2. Develop and test trading idea build on SMA intersection.
Steps of work with data:
- Create SQLite3 DB which consists of tables (create_db.py): currencies: id, pair, base_asset, quote_asset, exchange pairs_price:
Dowloading data
- Request all tradeable pairs from binance.com exhange with "USDT" quoteAsset and add them into currencies table in db. Deletes delisted pairs and all data connected to the pair (add_pairs.py).
- Request data for pairs from db and add price and volume data into pairs_pirce table. (fill_prices.py)
Prepearing and processing the data (Modified SMA.ipynb):
- Read the data from db's currencies and pairs-price tables into a multiindex dataframe.
- Check for missing dates values in dataframe for each symbol.
- Replace the missing valeus with previoues one if the amount of missing data is less then 1% of tickers' lenght.
- Check of NaN's values in the parameter space.
- Group the pairs into bins of 1 year to identify the length of history to work with and plot the results.
- Filter the dataframe removing pairs with less then 1 year of history.
- Calculate correlation between numerical columns in the dataset and plot heatmap.
- Apply Shapiro-Wilk and Anderson-Darling tests to identify if the distribution of values in columns are normal.
- Plot a few random pair's and column distibuition to confirm the results of tests.
- Identify outliers, in the colume data columns, using DBSCAN and Box-Cox techniques and replace them with the average of the previous 30 days.
- Create simple moving averages in range from 10 to 370 with step of 10 for each pair in the dataset.
- Create columns with additional volume indicators.
- Normalize SMAs and volume indicaotrs' values with StandatrdScaler.
- identify bounds of minimum and maximum SMA's and volume indicators' values in a user-defined range of time for a specific symbol.
- Compare this bounds to other symbols in the dataframe and identify similarities.
Plan:
- Plot symbols and periods from history where symbols had been inside the bounds measured for user-defined symbol.
- Analyze data to improve the intersection logic.
- Calculate the probabilities of returns based on the "states of the prices" relatively to SMAs.
Trading idea: Assuming that a cryptocurrencies market moves through accumulation and distrubution cycles in a four years cycles, the aim of this project is to quantify the current position of the price relatively to the positions in the previous cycles.
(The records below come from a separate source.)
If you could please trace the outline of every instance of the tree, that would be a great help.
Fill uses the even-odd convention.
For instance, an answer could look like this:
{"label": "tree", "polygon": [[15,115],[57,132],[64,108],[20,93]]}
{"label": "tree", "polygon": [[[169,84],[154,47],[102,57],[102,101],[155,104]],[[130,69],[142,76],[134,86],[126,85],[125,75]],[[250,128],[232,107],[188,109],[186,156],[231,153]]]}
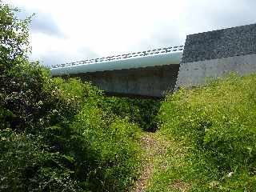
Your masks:
{"label": "tree", "polygon": [[26,58],[29,46],[29,23],[31,17],[18,19],[17,8],[0,1],[0,61],[10,63],[15,59]]}

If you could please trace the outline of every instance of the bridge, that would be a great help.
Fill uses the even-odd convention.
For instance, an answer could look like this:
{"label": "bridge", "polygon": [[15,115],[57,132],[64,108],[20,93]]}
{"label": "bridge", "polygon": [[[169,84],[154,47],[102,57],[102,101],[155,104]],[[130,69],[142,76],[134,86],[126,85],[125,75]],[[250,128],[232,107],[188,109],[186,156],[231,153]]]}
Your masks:
{"label": "bridge", "polygon": [[183,46],[170,46],[60,64],[50,70],[52,76],[91,82],[109,94],[158,98],[174,90],[182,53]]}
{"label": "bridge", "polygon": [[230,72],[256,72],[256,24],[186,37],[185,46],[57,65],[52,76],[80,77],[110,94],[162,97]]}

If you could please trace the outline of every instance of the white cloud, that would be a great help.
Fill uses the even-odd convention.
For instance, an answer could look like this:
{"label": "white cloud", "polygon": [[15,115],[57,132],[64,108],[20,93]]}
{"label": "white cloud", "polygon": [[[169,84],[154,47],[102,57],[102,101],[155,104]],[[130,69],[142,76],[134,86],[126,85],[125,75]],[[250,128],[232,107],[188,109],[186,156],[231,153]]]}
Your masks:
{"label": "white cloud", "polygon": [[65,38],[31,34],[32,58],[54,64],[179,45],[186,34],[256,19],[253,0],[8,1],[54,20]]}

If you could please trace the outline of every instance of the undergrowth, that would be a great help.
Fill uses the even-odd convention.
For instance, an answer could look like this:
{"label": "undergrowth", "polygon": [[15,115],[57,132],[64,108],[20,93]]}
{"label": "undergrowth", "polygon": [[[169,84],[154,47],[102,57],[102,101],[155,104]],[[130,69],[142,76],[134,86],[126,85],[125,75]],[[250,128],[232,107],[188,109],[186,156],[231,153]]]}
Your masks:
{"label": "undergrowth", "polygon": [[166,98],[158,134],[173,144],[148,191],[256,191],[255,82],[231,74]]}

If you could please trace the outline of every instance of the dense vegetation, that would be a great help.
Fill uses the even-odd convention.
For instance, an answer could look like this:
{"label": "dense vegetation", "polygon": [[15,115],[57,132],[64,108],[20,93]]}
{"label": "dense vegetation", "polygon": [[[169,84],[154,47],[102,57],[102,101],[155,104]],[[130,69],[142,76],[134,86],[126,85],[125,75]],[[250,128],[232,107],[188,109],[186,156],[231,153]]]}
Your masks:
{"label": "dense vegetation", "polygon": [[170,145],[149,191],[256,191],[255,82],[232,74],[166,97],[158,134]]}
{"label": "dense vegetation", "polygon": [[0,2],[0,190],[129,188],[139,173],[140,110],[28,62],[30,18],[16,11]]}

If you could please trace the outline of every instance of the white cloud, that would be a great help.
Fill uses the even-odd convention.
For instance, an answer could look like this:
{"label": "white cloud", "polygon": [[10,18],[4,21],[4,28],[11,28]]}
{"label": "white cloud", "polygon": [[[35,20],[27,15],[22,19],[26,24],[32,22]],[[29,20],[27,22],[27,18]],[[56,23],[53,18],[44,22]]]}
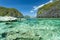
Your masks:
{"label": "white cloud", "polygon": [[42,4],[42,5],[39,5],[39,6],[34,6],[33,9],[30,11],[31,13],[33,13],[34,11],[38,10],[39,8],[41,8],[42,6],[48,4],[48,3],[51,3],[53,2],[53,0],[50,0],[49,2],[45,3],[45,4]]}

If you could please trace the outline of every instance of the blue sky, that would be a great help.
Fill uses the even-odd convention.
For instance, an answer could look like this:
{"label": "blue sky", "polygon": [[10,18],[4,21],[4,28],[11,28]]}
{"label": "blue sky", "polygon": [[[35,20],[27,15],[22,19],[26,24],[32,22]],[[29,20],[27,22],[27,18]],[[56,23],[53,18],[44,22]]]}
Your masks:
{"label": "blue sky", "polygon": [[0,6],[16,8],[23,15],[36,16],[38,6],[49,2],[50,0],[0,0]]}

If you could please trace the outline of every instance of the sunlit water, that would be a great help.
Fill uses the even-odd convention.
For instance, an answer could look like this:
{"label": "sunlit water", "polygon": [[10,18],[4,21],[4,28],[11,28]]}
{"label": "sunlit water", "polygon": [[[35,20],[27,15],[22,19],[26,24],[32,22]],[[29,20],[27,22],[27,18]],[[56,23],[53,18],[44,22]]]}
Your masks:
{"label": "sunlit water", "polygon": [[60,40],[60,19],[1,22],[0,40]]}

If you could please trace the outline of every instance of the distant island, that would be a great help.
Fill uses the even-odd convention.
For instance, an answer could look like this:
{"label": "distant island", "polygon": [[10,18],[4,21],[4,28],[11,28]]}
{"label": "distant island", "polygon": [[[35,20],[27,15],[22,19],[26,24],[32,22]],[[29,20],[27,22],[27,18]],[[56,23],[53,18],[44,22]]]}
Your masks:
{"label": "distant island", "polygon": [[39,8],[37,18],[60,18],[60,0],[53,0]]}

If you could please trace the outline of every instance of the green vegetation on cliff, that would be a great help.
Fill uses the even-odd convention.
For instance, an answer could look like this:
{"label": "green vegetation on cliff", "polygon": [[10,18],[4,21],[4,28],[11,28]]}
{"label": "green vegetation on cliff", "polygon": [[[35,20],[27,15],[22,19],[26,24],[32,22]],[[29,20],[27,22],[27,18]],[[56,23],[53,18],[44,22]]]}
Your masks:
{"label": "green vegetation on cliff", "polygon": [[37,17],[58,18],[60,17],[60,1],[54,1],[38,9]]}
{"label": "green vegetation on cliff", "polygon": [[0,16],[23,17],[23,15],[15,8],[0,7]]}

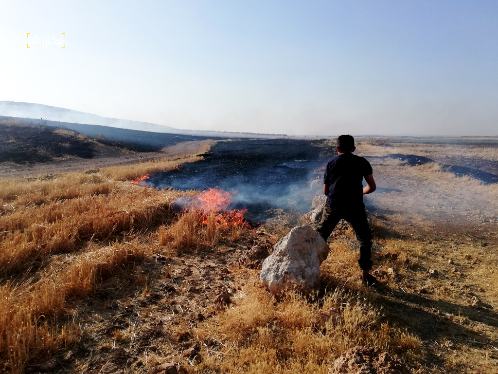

Example from BTCUSD, comparing june 2024 data it's history. It shows that with 90% of similarity this period is close to march and july 2017.
Having some amount of datapoints which represent similarities we can calculate the propable returns in periods of 3, 7, 15 days. To avoid calculateing the specific amount of % gains considering capitalization and maturing of an asset we can approach calculating probabilities of return from perspective of achieving standard deviations. The heatmap below shows probabilities of getting 1 or 2 std positiv or negative returns in mentioned above periods.
The idea is to adding more data would give better generalization and increased stability of estimates.